All Projects

Kernel Upgrade Automation

Automated kernel and package upgrades across GoGuardian's EC2 fleet using Python and AWS Systems Manager — reducing security vulnerabilities by 80% and cutting the patch cycle from 2-3 days to 4 hours.

Tech Stack
PythonAWS SSMAWS EC2AutomationSecurity

Kernel Upgrade Automation

Patching a fleet of EC2 instances manually is slow, error-prone, and doesn’t scale.

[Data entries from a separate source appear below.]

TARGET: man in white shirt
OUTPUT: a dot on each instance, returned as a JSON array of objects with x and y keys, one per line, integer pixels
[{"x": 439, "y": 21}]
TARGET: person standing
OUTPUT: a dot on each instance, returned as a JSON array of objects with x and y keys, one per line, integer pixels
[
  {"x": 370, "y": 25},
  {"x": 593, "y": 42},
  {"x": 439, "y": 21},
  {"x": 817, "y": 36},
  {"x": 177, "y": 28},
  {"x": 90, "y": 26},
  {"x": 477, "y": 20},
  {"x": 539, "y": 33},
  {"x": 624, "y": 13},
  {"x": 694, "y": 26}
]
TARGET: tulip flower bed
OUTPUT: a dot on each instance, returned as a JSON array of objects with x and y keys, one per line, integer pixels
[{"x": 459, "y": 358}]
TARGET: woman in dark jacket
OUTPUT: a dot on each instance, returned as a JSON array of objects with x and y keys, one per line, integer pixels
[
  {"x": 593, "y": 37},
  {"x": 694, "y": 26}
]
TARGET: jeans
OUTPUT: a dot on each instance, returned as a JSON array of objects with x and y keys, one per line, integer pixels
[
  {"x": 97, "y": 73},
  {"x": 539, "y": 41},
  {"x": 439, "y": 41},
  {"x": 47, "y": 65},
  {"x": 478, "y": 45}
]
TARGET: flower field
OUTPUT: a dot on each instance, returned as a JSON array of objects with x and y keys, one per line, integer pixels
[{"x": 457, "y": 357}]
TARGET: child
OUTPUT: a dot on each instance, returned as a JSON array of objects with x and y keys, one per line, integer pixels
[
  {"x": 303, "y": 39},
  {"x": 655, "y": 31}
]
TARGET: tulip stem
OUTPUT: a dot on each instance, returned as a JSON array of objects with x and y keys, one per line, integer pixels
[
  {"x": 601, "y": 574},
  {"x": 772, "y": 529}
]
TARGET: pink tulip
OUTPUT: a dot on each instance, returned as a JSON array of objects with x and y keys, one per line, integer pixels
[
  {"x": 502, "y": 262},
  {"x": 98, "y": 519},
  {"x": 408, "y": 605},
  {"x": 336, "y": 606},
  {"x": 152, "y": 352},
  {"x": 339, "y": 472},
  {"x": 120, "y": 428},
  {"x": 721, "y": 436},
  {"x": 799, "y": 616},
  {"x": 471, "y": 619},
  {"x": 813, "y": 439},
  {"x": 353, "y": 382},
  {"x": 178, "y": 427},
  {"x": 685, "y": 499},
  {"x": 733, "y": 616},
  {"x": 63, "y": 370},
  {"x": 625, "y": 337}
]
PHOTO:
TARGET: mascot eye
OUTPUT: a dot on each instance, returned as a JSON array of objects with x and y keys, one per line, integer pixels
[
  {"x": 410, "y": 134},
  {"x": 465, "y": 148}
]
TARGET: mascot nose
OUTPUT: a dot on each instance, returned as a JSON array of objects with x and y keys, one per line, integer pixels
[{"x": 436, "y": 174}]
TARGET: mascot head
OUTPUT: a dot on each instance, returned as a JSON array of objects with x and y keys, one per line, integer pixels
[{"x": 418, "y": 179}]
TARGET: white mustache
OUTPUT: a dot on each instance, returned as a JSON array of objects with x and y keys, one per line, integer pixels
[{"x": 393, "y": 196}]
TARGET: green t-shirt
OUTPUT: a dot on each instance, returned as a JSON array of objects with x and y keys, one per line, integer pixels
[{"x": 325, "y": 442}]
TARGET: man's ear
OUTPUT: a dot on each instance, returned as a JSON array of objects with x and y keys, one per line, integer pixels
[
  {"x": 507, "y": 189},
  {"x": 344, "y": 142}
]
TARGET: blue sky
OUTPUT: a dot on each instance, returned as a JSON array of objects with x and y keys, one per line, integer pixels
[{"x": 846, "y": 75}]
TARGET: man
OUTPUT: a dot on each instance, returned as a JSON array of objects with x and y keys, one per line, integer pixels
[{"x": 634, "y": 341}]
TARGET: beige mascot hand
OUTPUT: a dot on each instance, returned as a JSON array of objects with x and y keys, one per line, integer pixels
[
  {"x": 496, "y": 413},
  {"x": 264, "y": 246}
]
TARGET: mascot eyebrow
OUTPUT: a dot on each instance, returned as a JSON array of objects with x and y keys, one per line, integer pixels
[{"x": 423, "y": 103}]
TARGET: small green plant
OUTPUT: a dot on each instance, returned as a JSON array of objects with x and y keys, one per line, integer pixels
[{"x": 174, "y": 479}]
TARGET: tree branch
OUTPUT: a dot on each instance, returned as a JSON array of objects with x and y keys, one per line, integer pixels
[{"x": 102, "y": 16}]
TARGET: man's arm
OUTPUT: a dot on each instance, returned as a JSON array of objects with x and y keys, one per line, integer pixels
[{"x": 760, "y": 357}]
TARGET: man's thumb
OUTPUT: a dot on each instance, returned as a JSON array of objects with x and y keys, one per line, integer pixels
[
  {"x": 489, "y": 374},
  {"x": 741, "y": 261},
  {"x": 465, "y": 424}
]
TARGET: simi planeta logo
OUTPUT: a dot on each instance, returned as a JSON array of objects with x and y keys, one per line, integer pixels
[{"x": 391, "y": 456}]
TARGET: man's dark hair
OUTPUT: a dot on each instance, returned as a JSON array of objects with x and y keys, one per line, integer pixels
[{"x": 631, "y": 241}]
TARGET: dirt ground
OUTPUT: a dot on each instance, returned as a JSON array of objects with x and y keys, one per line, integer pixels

Every patch cycle required SSH-ing into instances, running updates, validating services, and moving to the next — a 2-3 day process that accumulated security debt between cycles.

The Problem

Manual patching had three failure modes:

  1. Inconsistency — different engineers, different procedures, different outcomes
  2. Lag — vulnerability window between patch release and application stretched to days or weeks
  3. Toil — time spent patching was time not spent on anything else

Security scan reports showed the EC2 fleet consistently had a long tail of unpatched vulnerabilities because the manual process couldn’t keep up.

The Automation

Built a Python orchestration layer on top of AWS Systems Manager (SSM):

  • Inventory first — query EC2 tags to build the target fleet; filter by environment, role, and patch window
  • Pre-patch validation — check instance health, verify SSM agent connectivity, confirm no active deployments
  • Staged execution — patch dev, wait and validate, then QA, then prod in batches
  • SSM Run Command — executes yum update-minimal --security (kernel + security packages only) on each instance; SSM handles parallel execution and output collection
  • Post-patch validation — check service health after reboot, flag any failures for manual review
  • Reporting — generates per-run report: instances patched, packages updated, failures, before/after kernel versions

Results

MetricBeforeAfter
Patch cycle duration2–3 days4 hours
Security vulnerabilities (EC2 fleet)Baseline80% reduction
Process consistencyManual, variableAutomated, uniform
Engineer time per cycle~2 days manual effort~30 min oversight

The 80% vulnerability reduction came from two things: faster cycles (less accumulation between patches) and completeness (automation doesn’t miss instances or skip steps when time-pressured).